O grupo/artista exerce alguma atividade ou projeto visando o combate ao crack?

Desde meados de 2005/2006 desenvolvo oficinas e palestras em escolas públicas no Distrito Federal e entorno, onde abordo o consumo de álcool e tabaco e a criminalização da juventude e periferia. Lançamos músicas, informativos e recentemente um vídeo de animação destinado a crianças, intitulado “Viúvo”. O mesmo será distribuído gratuitamente as escolas públicas de Samambaia. Além disto, desde dezembro de 2009 atuo como Conselheiro Tutelar na cidade Estrutural, onde atuamos diretamente com famílias, crianças e adolescentes em tal situação.

Mensagem aos jovens do DF e entorno, fãs, famílias e usuários de crack, de conscientização e motivação, para o não uso da droga.

Assim como nos palcos proponho que combatamos a omissão e negligência tão presente em nós; peço a você que está lendo está matéria, que conhecendo criança ou adolescente em situação de drogadição procure um Conselho Tutelar em sua cidade, um CRAS ou CREAS. Indique a família aos AA – Alcoólicos Anônimos e NA – Narcóticos Anônimos. Estes espaços orientam as famílias e comunidade como lidar com a situação.

“Quantas, quantos?
Que nesta noite adentraram seus lares e ao invés de trazer alegria, fartura, bênçãos,
trarão somente a tristeza, pranto, sofrimento.

Quantas, quantos?
Nesta noite serão encontrados aos pedaços dentro carros devido o acidente provocado pela embriaguez
Quantos nesta noite provarão o álcool pela primeira vez?”

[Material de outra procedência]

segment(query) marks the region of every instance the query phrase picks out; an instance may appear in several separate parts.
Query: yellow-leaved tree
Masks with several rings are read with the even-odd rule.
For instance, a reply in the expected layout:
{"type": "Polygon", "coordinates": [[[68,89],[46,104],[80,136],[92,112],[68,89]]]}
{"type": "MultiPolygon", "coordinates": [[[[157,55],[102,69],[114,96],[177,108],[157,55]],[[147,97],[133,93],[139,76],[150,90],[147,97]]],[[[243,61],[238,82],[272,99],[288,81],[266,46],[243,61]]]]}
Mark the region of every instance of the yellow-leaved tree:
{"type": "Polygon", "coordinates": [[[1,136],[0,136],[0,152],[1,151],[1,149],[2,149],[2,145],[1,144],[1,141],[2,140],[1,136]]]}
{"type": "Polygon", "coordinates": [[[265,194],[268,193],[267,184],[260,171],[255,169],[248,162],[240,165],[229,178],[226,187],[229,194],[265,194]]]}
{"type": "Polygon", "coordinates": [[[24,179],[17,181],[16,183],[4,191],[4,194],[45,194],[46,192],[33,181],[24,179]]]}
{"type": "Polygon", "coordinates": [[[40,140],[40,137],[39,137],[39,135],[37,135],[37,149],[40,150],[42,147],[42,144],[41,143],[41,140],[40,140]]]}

#Aborígine - Pretérito Imperfeito


Fica ainda o convite a nos assumirmos como livres. NÃO PRECISAMOS DE TRAGOS E DOSES, ESTES NÃO TRAZEM ALEGRIAS, APENAS ALGEMAS. Estou cansado de ver amigos de infância morrendo de overdose, outros morrendo após acidente de trânsito devido a embriaguez. Chega! Temos exemplos suficientes para nos distanciarmos, não basta?





*Recentemento o blog DuRap-DF, um dos maiores do genero em Brasília produziu matéria sobre o Crack nas periferias e centro de Brasília, realizando entrevista coletiva com artistas, produtores e escritora ligada ao Movimento Hip Hop de Brasília e do país.

A matéria 'O Crack por nós' teve participação de Japão-Viela 17, Jéssica Balbino, MC Ahoto, Insituto Caminho das Artes, Daher-Guind'art e dentre os convidados o MC Markão Aborígine.

Leia a matéria na íntegra: http://www.durapdf.blogspot.com.br/2012/05/o-crack-por-nos.html#comment-form

2 comentários:

Unknown disse...

Sou ex-uauário de crack e estou limpo a 3 anos e 3 meses. Abri um site a um mês www.vidanovasemdrogas.com.br gostei muito da entrevista e gostaria de publicar no meu site posso?

Markão Aborígine disse...

Olá companheiro. Perdão pela demora em responde-lo. Fique a vontade,.